OCT CST Accounts for Small Portion of Changes in Visual Acuity

JUNE 27, 2019
Patrick Campbell
A recent study is challenging the notion of using optical coherence tomography (OCT) central subfield thickness (CST) as a reliable means of determining changes in visual acuity (VA).

After examining more than 650 eyes for 104 weeks, investigators found that changes in CST account for only a small portion of the total variation in changes in VA. 

Investigators enrolled 660 participants from 89 clinical sites across the US between Aug. 22, 2012 and Sept. 23, 2015. All participants in the study were 18 or older, had type 1 or type 2 diabetes, and had at least 1 eye with a best-corrected Electronic Early Treatment Diabetic Retinopathy Study VA letter score of 78 through 24. 

A total of 652 eyes were included in the analysis. Of those 652, 221 (33.9%) eyes were given aflibercept 2mg, 216 (33.1%) eyes were given bevacizumab 1.25mg, and 215 (33.0%) eyes were given ranibizumab 0.3mg.  Women represented 304 of the 652 eyes, median age of participants was 61 years, 65.3% of participants were white, and 92.3% had type 2 diabetes.

At baseline, the mean VA letter score was 65.0 (20/50) letters and mean CST was 459 μm. Investigators noted that the Pearson correlation coefficient for the association between VA and OCT CST at baseline was 0.36 (95% CI, 0.30-0.34) and the slope of regression indicated 3.2 letters increased VA for every 100-μm decrease in OCT CST.

After analyses, investigators found the the correlation between CST and VA was 0.24 (95% CI, 0.16-0.31) at the 12-week visit, 0.31 (95% CI, 0.24-0.38) at the 52-week visit, and 0.23 (95% CI, 0.15-0.31) at the 104-week visit. At weeks 12, 52, and 104, when all treatment groups were combined, the mean changes in OCT CST were -1−115.1 (121.2) μm at week 12, −137.7 (129.4) μm at week 52, and −147.5 (136.7) μm at week 104. Mean VA letter score changes were 8.3 (8.7) letters at 12 weeks, 11.3 (10.2) letters at 52 weeks, and 11.7 (11.5) letters at 104 weeks.

The correlation coefficients of changes in VA compared to changes in OCT CST at week 12 was 0.36 (95% CI, 0.29-0.43), at week 52 the correlation coefficient was 0.36 (95% CI, 0.29-0.43), and at week 104 it was 0.33 (95% CI, 0.26-0.41). 

Within their conclusion, investigators wrote that changes in CST appeared to account for just a small amount of the total variation in changes in VA. Furthermore, the findings of the study support the idea that OCT CST changes are not a reliable guide to determining changes in VA with anti-VEGF treatment for an individual eye. 

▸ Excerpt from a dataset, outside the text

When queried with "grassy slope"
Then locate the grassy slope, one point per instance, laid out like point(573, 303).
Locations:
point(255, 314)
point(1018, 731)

In an invited commentary, Sapna Gangaputra, MD, MPH, and Paul Sternberg Jr., MD, both of Vanderbilt University, wrote that the study highlights the need for new surrogate markers for diabetic macular edema.

“Many in clinical practice use OCT changes to drive clinical decision-making with the presumption that this will drive improvement in vision quality, which should be the primary goal of care,” Gangaputra and Sternberg Jr. wrote. “However, the authors point out that this may not be the case in DME and, in fact, we still have not identified a single objective test that is easy to administer, quick, noninvasive, and repeatable that also correlates closely with changes in visual function.”

This study, titled “Association Between Change in Visual Acuity and Change in Central Subfield Thickness During Treatment of Diabetic Macular Edema in Participants Randomized to Aflibercept, Bevacizumab, or Ranibizumab,” is published in JAMA Ophthalmology.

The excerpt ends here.